Citigroup’s earnings this morning could hardly have been worse: a $12.1 billion operating loss, which was reduced to a still-whopping $8.3 billion after counting in gains from selling Citibank Germany. But here’s a datapoint you might have missed: Citi’s book value per share fell 19% in the fourth quarter and 35% in 2008 as a whole to just $14.70. If you needed any further evidence that this is a solvency crisis and not a liquidity crisis, there you go.
Meanwhile, the deckchairs are being rearranged yet again: as if there haven’t been enough management reshuffles already during Vikram Pandit’s troubled tenure as CEO, he’s now "realigning" the company into two units, Citicorp (ah, the memories) and Citi Holdings. According to the press release,
Citi will manage the company consistent with this structure starting immediately, and management reporting will reflect this structure starting with the second quarter of this year.

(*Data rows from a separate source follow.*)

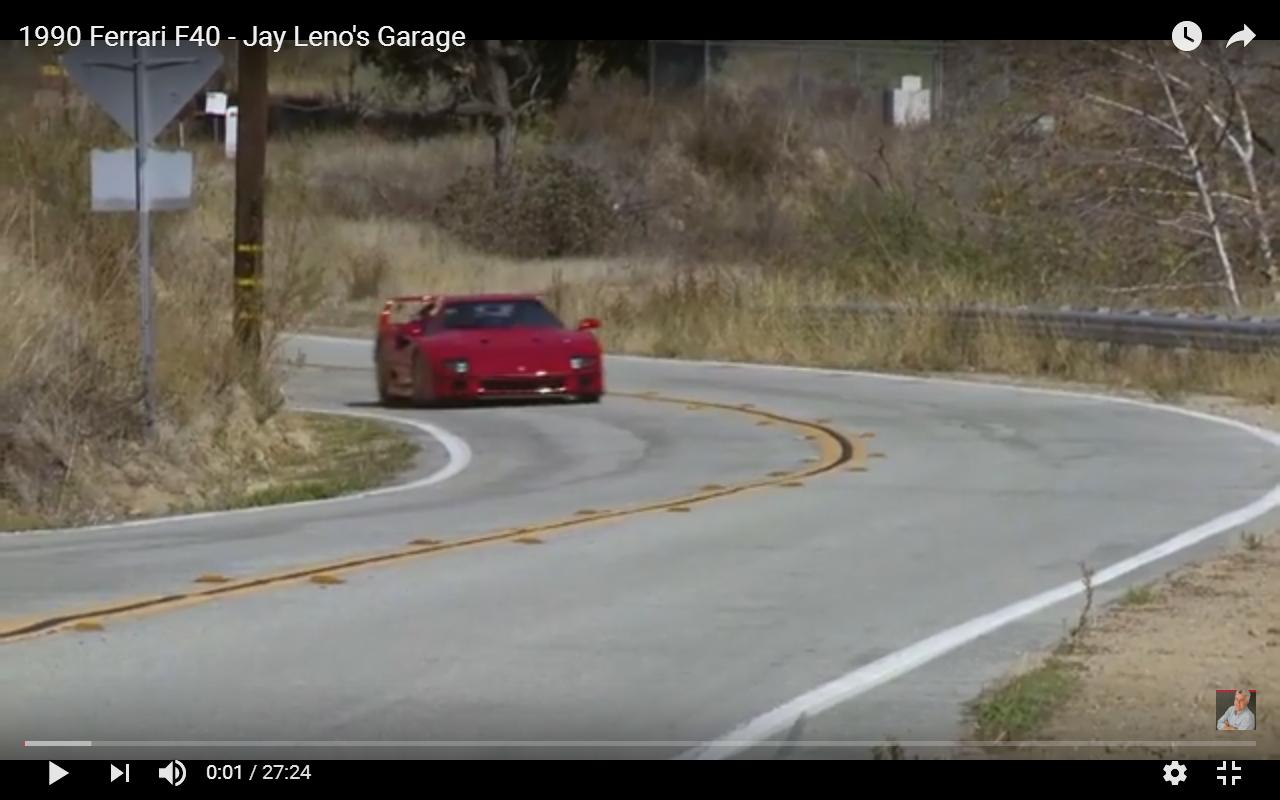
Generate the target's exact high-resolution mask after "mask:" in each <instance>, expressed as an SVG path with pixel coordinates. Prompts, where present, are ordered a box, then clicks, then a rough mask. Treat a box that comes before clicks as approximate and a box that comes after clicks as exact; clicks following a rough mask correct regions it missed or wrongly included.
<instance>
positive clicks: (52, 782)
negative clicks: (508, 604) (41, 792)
mask: <svg viewBox="0 0 1280 800" xmlns="http://www.w3.org/2000/svg"><path fill="white" fill-rule="evenodd" d="M65 777H67V771H65V769H63V768H61V767H59V765H58V764H55V763H52V762H49V785H50V786H52V785H54V783H56V782H59V781H61V780H63V778H65Z"/></svg>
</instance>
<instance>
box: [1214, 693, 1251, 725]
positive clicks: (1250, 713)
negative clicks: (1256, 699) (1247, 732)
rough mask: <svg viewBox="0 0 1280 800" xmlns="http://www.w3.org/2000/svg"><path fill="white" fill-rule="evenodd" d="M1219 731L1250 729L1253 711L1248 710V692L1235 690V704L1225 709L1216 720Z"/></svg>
mask: <svg viewBox="0 0 1280 800" xmlns="http://www.w3.org/2000/svg"><path fill="white" fill-rule="evenodd" d="M1217 730H1219V731H1252V730H1253V712H1251V710H1249V692H1248V691H1245V690H1243V689H1236V690H1235V705H1233V707H1231V708H1229V709H1226V713H1225V714H1222V716H1221V717H1220V718H1219V721H1217Z"/></svg>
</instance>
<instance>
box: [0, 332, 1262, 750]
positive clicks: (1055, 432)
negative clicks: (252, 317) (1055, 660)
mask: <svg viewBox="0 0 1280 800" xmlns="http://www.w3.org/2000/svg"><path fill="white" fill-rule="evenodd" d="M292 347H293V348H296V349H297V348H300V349H302V351H305V353H306V364H307V366H305V367H301V369H297V370H294V371H293V375H292V378H291V381H289V397H291V402H292V403H293V404H297V406H306V407H315V408H329V410H353V411H360V412H366V413H367V412H376V413H385V415H389V416H393V417H398V419H402V420H411V421H419V422H422V421H426V422H429V424H430V425H434V426H435V428H436V429H443V430H444V431H448V433H452V434H453V435H454V436H457V439H460V440H461V442H463V443H465V445H462V447H461V449H460V445H458V444H457V442H454V444H453V447H452V449H449V448H447V447H445V445H444V444H442V443H440V442H439V440H436V439H434V438H431V436H430V435H429V434H428V433H425V431H422V430H419V429H416V428H415V429H412V430H413V435H416V436H419V438H420V439H421V442H422V444H424V451H422V458H421V460H420V463H419V465H417V466H416V470H415V474H413V475H411V476H408V477H407V479H406V480H419V481H424V480H428V479H430V476H433V475H434V476H436V477H440V476H442V475H444V477H448V479H447V480H444V479H443V477H440V480H435V483H431V484H430V485H422V486H419V488H412V489H407V490H403V492H394V493H384V494H378V495H374V497H366V498H361V499H355V500H348V502H338V503H325V504H319V506H315V507H307V506H303V507H291V508H280V509H266V511H256V512H250V513H239V515H227V516H219V515H212V516H205V517H201V518H196V520H184V521H182V520H179V521H168V522H160V524H154V525H143V526H127V527H116V529H111V527H108V529H101V530H92V531H58V532H37V534H19V535H0V631H3V630H5V628H6V627H8V628H9V630H12V628H13V627H14V625H15V623H18V622H22V623H27V622H31V621H40V620H45V621H47V620H50V618H54V617H58V616H59V614H63V613H67V612H79V611H87V612H92V611H93V609H95V608H101V607H105V605H111V604H120V603H128V602H132V600H138V599H146V598H156V596H166V595H178V594H183V593H189V591H191V590H192V589H193V588H195V586H197V585H196V584H193V580H195V579H196V576H198V575H206V573H215V575H223V576H227V577H229V579H232V580H233V581H234V580H250V579H253V577H257V576H265V575H270V573H279V572H280V571H287V570H291V568H294V567H302V566H308V564H323V563H328V562H337V561H342V559H349V558H358V557H361V556H365V554H371V553H385V552H392V550H396V549H403V548H404V547H406V545H407V543H408V541H410V540H412V539H421V538H428V539H434V540H439V541H443V543H449V541H462V540H467V539H471V538H475V536H479V535H483V534H486V532H490V531H503V530H509V529H522V527H535V526H536V525H538V524H540V522H545V521H550V520H564V518H573V517H575V515H579V512H582V511H589V509H595V511H600V509H618V508H627V507H634V506H636V504H640V503H645V502H657V500H666V499H668V498H677V497H684V495H689V494H691V493H698V492H699V490H703V488H705V486H709V485H712V484H714V485H722V486H733V485H737V484H742V483H750V481H758V480H760V479H762V477H764V476H767V475H768V474H769V472H788V471H796V470H803V468H805V467H806V466H809V465H813V463H815V461H814V460H820V458H822V457H823V456H822V453H820V452H819V451H818V449H817V443H815V442H814V440H809V439H806V438H805V435H803V433H801V431H799V430H797V429H795V428H791V426H787V425H783V424H773V425H760V424H759V422H760V421H762V420H760V419H758V417H754V416H751V415H750V413H740V412H733V411H726V410H718V408H705V407H704V408H692V410H691V408H687V407H686V406H685V404H682V403H667V402H658V401H655V399H646V398H637V397H618V396H609V397H607V398H605V399H604V402H603V403H602V404H600V406H513V407H508V406H499V407H486V408H461V410H425V411H424V410H410V408H404V410H389V411H384V410H376V408H374V407H371V403H370V401H371V399H372V390H374V388H372V375H371V372H370V371H369V370H367V367H369V362H370V358H369V357H370V346H369V343H366V342H353V343H352V342H340V340H333V339H325V338H300V339H298V340H296V342H294V343H293V346H292ZM608 380H609V387H611V389H613V390H616V392H622V390H625V392H634V393H641V392H657V393H660V394H662V396H664V397H677V398H694V399H699V401H705V402H716V403H727V404H751V406H754V407H755V408H758V410H765V411H769V412H776V413H778V415H783V416H788V417H795V419H799V420H829V426H831V428H832V429H836V430H840V431H842V433H844V434H846V435H847V436H849V438H851V439H854V440H855V442H859V443H860V447H861V448H863V449H861V453H860V456H859V460H855V461H858V462H859V463H863V465H864V466H865V468H864V470H858V471H851V470H849V468H847V465H845V466H841V467H840V468H835V470H832V471H831V472H827V474H824V475H820V476H814V477H810V479H805V480H803V481H800V483H803V485H800V486H785V485H771V486H765V488H760V489H755V490H751V492H742V493H737V494H732V495H730V497H723V498H719V499H713V500H709V502H704V503H694V504H690V506H687V512H684V513H673V512H669V511H666V509H664V508H659V509H655V511H650V512H646V513H635V515H628V516H620V517H616V518H611V520H605V521H599V522H593V524H590V525H580V526H575V527H568V529H564V530H553V531H541V532H539V531H536V530H535V531H532V532H531V534H530V538H526V540H525V541H520V540H513V539H511V538H507V539H502V540H498V541H493V543H489V544H475V545H468V547H461V548H456V549H449V550H443V552H435V553H429V554H421V556H415V557H406V558H397V559H394V561H390V562H388V563H381V564H376V566H367V567H361V568H353V570H343V571H339V572H338V575H339V576H340V580H342V581H343V582H340V584H337V585H324V586H321V585H315V584H312V582H307V581H283V582H278V584H271V585H268V586H262V588H257V589H250V590H239V591H232V593H228V594H225V595H223V596H218V598H209V599H205V600H204V602H198V603H193V602H174V603H170V604H168V605H163V607H159V608H154V609H150V611H146V612H142V613H127V614H119V616H111V614H106V616H104V617H101V622H102V630H90V631H78V630H67V628H56V627H55V628H54V630H52V631H47V632H44V634H40V635H33V636H24V637H18V639H12V640H6V641H0V756H28V758H29V756H35V758H54V756H56V758H59V759H60V760H70V759H74V758H109V756H133V758H152V759H168V758H184V756H186V758H192V759H195V758H201V756H205V758H212V756H232V755H262V754H271V755H273V756H280V758H283V756H284V755H289V754H293V755H301V756H312V758H319V756H338V758H342V756H346V758H361V756H378V758H393V756H411V758H433V756H444V758H458V756H468V755H499V756H509V758H549V756H566V755H570V756H584V758H590V756H623V758H671V756H678V755H686V756H687V755H701V756H707V755H712V756H727V755H744V756H774V755H777V754H780V753H783V754H785V755H788V756H859V755H867V749H865V748H864V746H859V748H833V746H828V745H817V744H814V745H809V746H803V748H796V749H788V750H780V749H778V748H777V740H778V739H780V737H782V736H787V735H790V736H792V737H795V739H799V740H804V741H836V740H841V741H842V740H868V741H869V740H884V739H896V740H951V739H956V737H960V736H963V735H964V726H963V716H961V713H963V704H964V703H965V701H966V700H968V699H970V698H972V696H974V695H975V694H977V692H978V691H979V690H980V689H982V686H983V685H984V682H987V681H989V680H992V678H995V677H997V676H998V675H1001V673H1002V672H1004V671H1005V669H1006V668H1009V667H1010V666H1011V664H1012V663H1015V662H1016V659H1018V658H1020V657H1021V654H1024V653H1027V652H1029V650H1033V649H1038V648H1042V646H1046V645H1048V644H1051V643H1052V641H1055V640H1056V639H1057V637H1059V636H1061V634H1062V630H1064V626H1065V625H1066V623H1069V622H1070V621H1073V620H1074V618H1075V616H1076V614H1078V613H1079V608H1080V599H1079V596H1078V595H1076V594H1073V590H1071V589H1070V586H1071V585H1073V581H1075V582H1076V584H1078V579H1079V576H1080V563H1082V562H1083V563H1085V564H1088V566H1091V567H1093V568H1101V570H1103V571H1105V570H1106V567H1108V566H1114V564H1117V563H1119V564H1121V566H1120V567H1119V568H1116V570H1114V571H1112V572H1123V575H1108V573H1106V572H1103V579H1106V577H1114V580H1110V581H1108V582H1106V584H1105V585H1103V586H1101V588H1100V590H1098V598H1097V600H1098V602H1105V600H1107V599H1111V598H1115V596H1116V594H1117V593H1120V591H1123V590H1124V589H1125V588H1126V586H1128V585H1132V584H1133V582H1135V581H1142V580H1147V579H1149V577H1152V576H1155V575H1157V573H1160V572H1164V571H1166V570H1169V568H1170V567H1172V566H1175V564H1176V563H1179V562H1180V561H1184V559H1187V558H1192V557H1196V556H1198V554H1203V553H1206V552H1210V550H1212V549H1213V548H1216V547H1220V545H1221V544H1222V543H1225V541H1226V540H1228V539H1229V536H1231V535H1234V534H1233V531H1234V530H1235V529H1238V527H1239V526H1240V525H1242V524H1245V522H1248V521H1249V520H1253V518H1254V517H1258V516H1260V515H1263V513H1266V512H1267V511H1268V508H1270V507H1272V506H1275V504H1276V503H1277V502H1280V492H1277V490H1276V486H1277V483H1280V449H1277V444H1280V439H1277V440H1272V442H1267V440H1263V439H1262V438H1260V436H1258V435H1256V434H1254V433H1251V431H1245V430H1242V429H1239V428H1231V426H1228V425H1222V424H1219V422H1215V421H1210V420H1204V419H1196V417H1189V416H1184V415H1178V413H1171V412H1167V411H1161V410H1156V408H1151V407H1144V406H1138V404H1121V403H1114V402H1106V401H1103V399H1100V398H1087V397H1070V396H1064V394H1052V393H1034V392H1024V390H1012V389H1009V388H1002V387H995V385H984V384H960V383H948V381H925V380H915V379H892V378H884V376H868V375H855V374H833V372H824V371H794V370H773V369H759V367H746V366H723V365H692V364H678V362H660V361H650V360H621V358H614V360H611V361H609V362H608ZM867 434H872V436H867ZM863 457H865V460H864V461H863ZM451 463H452V465H453V466H452V467H451V466H449V465H451ZM460 467H465V468H461V471H458V468H460ZM449 470H452V471H454V472H457V474H456V475H452V476H449V475H447V474H445V472H448V471H449ZM1268 493H1270V494H1268ZM1233 512H1234V516H1233ZM1206 524H1208V525H1206ZM1256 524H1257V522H1256V521H1254V525H1256ZM1197 526H1199V527H1198V530H1197ZM1179 534H1185V535H1184V536H1183V539H1174V538H1175V536H1178V535H1179ZM1171 539H1174V544H1172V545H1170V547H1169V548H1166V549H1167V550H1169V552H1167V553H1164V552H1156V553H1152V552H1149V549H1151V548H1153V547H1156V545H1160V544H1161V543H1166V541H1169V540H1171ZM1134 558H1137V561H1134V562H1130V563H1128V566H1126V563H1125V559H1134ZM1055 589H1060V594H1059V595H1046V594H1044V593H1046V591H1051V590H1055ZM1037 598H1039V599H1038V600H1037ZM1027 602H1029V604H1028V603H1027ZM1019 603H1023V605H1019ZM993 612H996V613H995V616H989V614H992V613H993ZM1224 673H1225V675H1234V673H1231V672H1230V664H1229V663H1224ZM833 681H835V682H833ZM815 689H817V690H818V691H814V690H815ZM801 714H803V723H801V724H800V726H796V724H795V722H796V719H799V718H800V717H801ZM29 740H92V741H95V742H174V744H166V745H155V746H148V745H143V744H136V745H127V746H125V745H114V746H113V745H108V746H105V748H104V749H101V750H99V749H93V750H73V749H61V748H60V749H44V748H23V746H22V744H23V742H24V741H29ZM282 741H288V742H307V744H305V745H303V744H298V745H296V746H291V748H284V746H280V745H276V746H275V748H274V749H268V750H262V749H259V750H246V749H237V748H232V746H230V745H229V744H228V745H220V746H216V748H215V746H212V745H197V744H195V742H282ZM422 741H433V742H436V745H438V746H433V748H425V746H419V745H412V744H408V742H422ZM178 742H187V744H178ZM321 742H352V744H349V745H344V746H339V745H333V744H330V745H323V744H321ZM355 742H361V744H360V745H356V744H355ZM370 742H376V744H370ZM503 742H529V744H525V745H520V746H517V745H507V744H503ZM590 742H595V744H590ZM608 742H618V744H613V745H611V744H608ZM623 742H626V744H623ZM707 742H718V744H719V745H723V746H712V748H705V746H703V745H705V744H707ZM938 754H940V753H938V751H929V753H924V755H925V756H928V755H938Z"/></svg>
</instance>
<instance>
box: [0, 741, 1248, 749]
mask: <svg viewBox="0 0 1280 800" xmlns="http://www.w3.org/2000/svg"><path fill="white" fill-rule="evenodd" d="M23 745H24V746H27V748H760V746H768V748H777V746H782V748H891V746H897V748H1174V749H1178V748H1256V746H1257V742H1256V741H1249V740H1236V741H1213V740H1210V741H1170V740H1137V741H1134V740H1129V741H1107V740H1084V741H945V740H943V741H940V740H924V741H909V740H908V741H904V740H812V741H805V740H795V741H754V740H753V741H719V742H705V741H326V740H300V741H278V740H271V741H215V740H209V741H204V740H201V741H192V740H177V741H128V740H97V741H93V740H29V741H26V742H23Z"/></svg>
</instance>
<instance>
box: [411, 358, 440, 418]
mask: <svg viewBox="0 0 1280 800" xmlns="http://www.w3.org/2000/svg"><path fill="white" fill-rule="evenodd" d="M434 402H435V392H434V390H433V389H431V370H430V369H429V367H428V365H426V361H425V360H424V358H422V353H415V355H413V404H415V406H431V404H434Z"/></svg>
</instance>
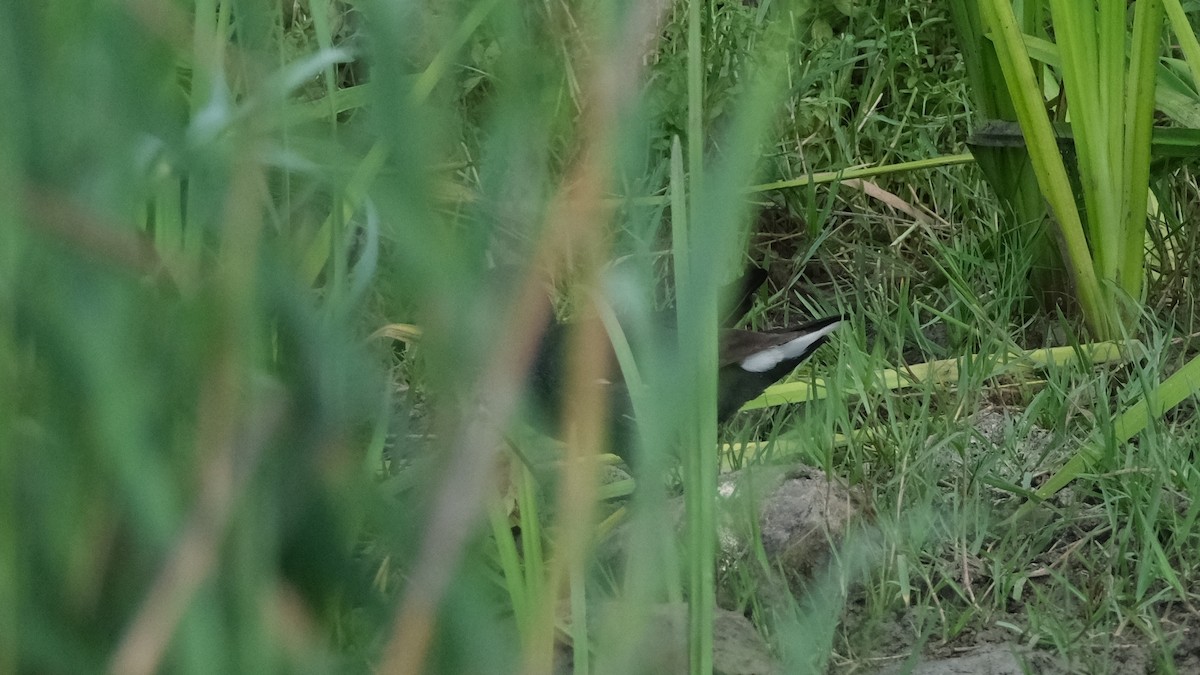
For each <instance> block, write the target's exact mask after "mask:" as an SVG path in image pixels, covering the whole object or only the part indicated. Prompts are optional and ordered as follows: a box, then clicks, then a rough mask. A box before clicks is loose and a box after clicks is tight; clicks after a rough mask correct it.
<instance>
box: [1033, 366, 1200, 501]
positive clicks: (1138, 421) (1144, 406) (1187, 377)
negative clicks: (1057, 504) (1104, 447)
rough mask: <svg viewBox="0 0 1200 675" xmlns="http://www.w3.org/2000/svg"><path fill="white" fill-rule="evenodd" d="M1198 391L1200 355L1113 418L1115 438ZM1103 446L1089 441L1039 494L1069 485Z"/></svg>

It’s a wonder that anybody at Citigroup has any time for actual banking these days, between building org charts and mollifying regulators.
As for the question I had about overseas uninsured depositors panicking and pulling their money out, that turns out to have happened only to a relatively modest extent. Floyd Norris was on the conference call:
It looks like customers overseas are less sure of Citi than those at home. Domestic deposits ended 2008 at $290 billion, up 5 percent from the third quarter, But international deposits are falling. They fell by 4% to $484 billion, and are at the lowest level since the end of 2006.” Some of that is currency translation, but some is probably based on worries.
I don’t think a lot of it is currencies: international deposits have been falling steadily all year, from $561 billion in the first quarter. That drop of $77 billion in three quarters is a massive funding gap to fill in this environment, but it’s not a bank run by any means.